After April 19, any powerful typhoon that threatens nations along the western edge of the Pacific, will be monitored closely by Japanese meteorologists thanks to an agreement that provides for the Commerce Department’s National Oceanic and Atmospheric Administration (NOAA) to operate GOES-9 – a weather satellite that meets Japanese and U.S. weather forecast and storm monitoring requirements.

The movement of GOES-9 is an important step in developing mutual backup meteorological arrangements between the United States and Japan, NOAA’s top official said today.

Backup Arrangement Critical

“Typhoon Chata’an showed just how crucial satellite data are when tracking an active, deadly storm in the Pacific,” said retired Navy Vice Admiral Conrad C. Lautenbacher, Ph. D, undersecretary of commerce for oceans and atmosphere, and NOAA administrator. “GOES-9 will help forecasters protect residents of Japan and other nations in the Pacific by providing the latest information on the storm’s movement.”

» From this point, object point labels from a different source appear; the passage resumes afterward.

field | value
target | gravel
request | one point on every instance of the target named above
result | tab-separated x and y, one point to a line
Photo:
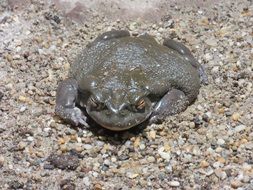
208	146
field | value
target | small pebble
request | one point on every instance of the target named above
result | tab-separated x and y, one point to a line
174	183
239	128
236	184
220	142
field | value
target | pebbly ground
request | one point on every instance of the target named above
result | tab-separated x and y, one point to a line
208	146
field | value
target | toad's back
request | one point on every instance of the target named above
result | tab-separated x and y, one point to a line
136	59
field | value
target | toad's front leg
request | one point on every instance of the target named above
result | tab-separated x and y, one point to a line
66	98
173	102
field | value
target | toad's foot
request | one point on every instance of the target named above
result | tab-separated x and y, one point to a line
66	97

Last year, powerful Typhoon Chata’an hammered Micronesia, the Philippines, Guam, the U.S. Commonwealth of the Northern Mariana Islands and Japan. In the end, 2002 produced a total of 31 typhoons in the western Pacific, with 11 menacing Micronesia alone.

“GOES-9 is ready for action just in time for the 2003 typhoon season,” said Gregory W. Withee, assistant administrator of NOAA’s National Environmental, Satellite, Data, and Information Service (NOAA Satellite and Information). The agency operates NOAA’s two GOES satellites, which are key to forecasting short-range weather events, including tornadoes, floods and tropical cyclones.

Moving Toward Global Coverage

Under the agreement, Japan covered the cost of upgrading NOAA’s Command and Data Acquisition Station in Fairbanks, Alaska, which now enables the agency to control GOES over the western Pacific. Japan will also pay to move and operate GOES-9. The agreement also lays the framework to negotiate a long-term mutual back-up arrangement, which would allow the United States to ask Japan for help if one of the U.S. GOES satellites has problems.

GOES-9 will back up Japan’s Geostationary Meteorological Satellite-5 (GMS-5), which is operated by the Japan Meteorological Agency. GMS-5, launched in 1995, is past its useful life and has encountered recent imaging troubles and fuel shortages. GOES-9, also launched in 1995, was placed in storage mode after it no longer met NOAA’s full operational requirements. The satellite still has sounding and imaging capabilities and can serve as a limited replacement for the GMS-5.

In 1999, Japan planned to replace the ailing satellite with its Multifunctional Transportation Satellite (MTSAT-1), but experienced a launch failure. The replacement satellite, MTSAT-1R, is currently scheduled for launch this summer.

“When severe weather threatens, an uninterrupted flow of satellite data becomes a matter of life or death,” Withee said. “This agreement makes that notion possible for storms in the Pacific.”

NOAA Satellite and Information is the nation’s primary source of space-based meteorological and climate data. It operates the nation’s environmental satellites, which are used for weather and ocean observation and forecasting, climate monitoring, sea-surface temperature, fire detection, and ozone monitoring.

NOAA Satellite and Information Services also operates three data centers, which house global databases in climatology, oceanography, solid Earth geophysics, marine geology and geophysics, solar-terrestrial physics and paleoclimatology.

NOAA, which is part of the Commerce Department, is dedicated to enhancing economic security and national safety through the prediction and research of weather and climate-related events and providing environmental stewardship of the nation’s coastal and marine resources.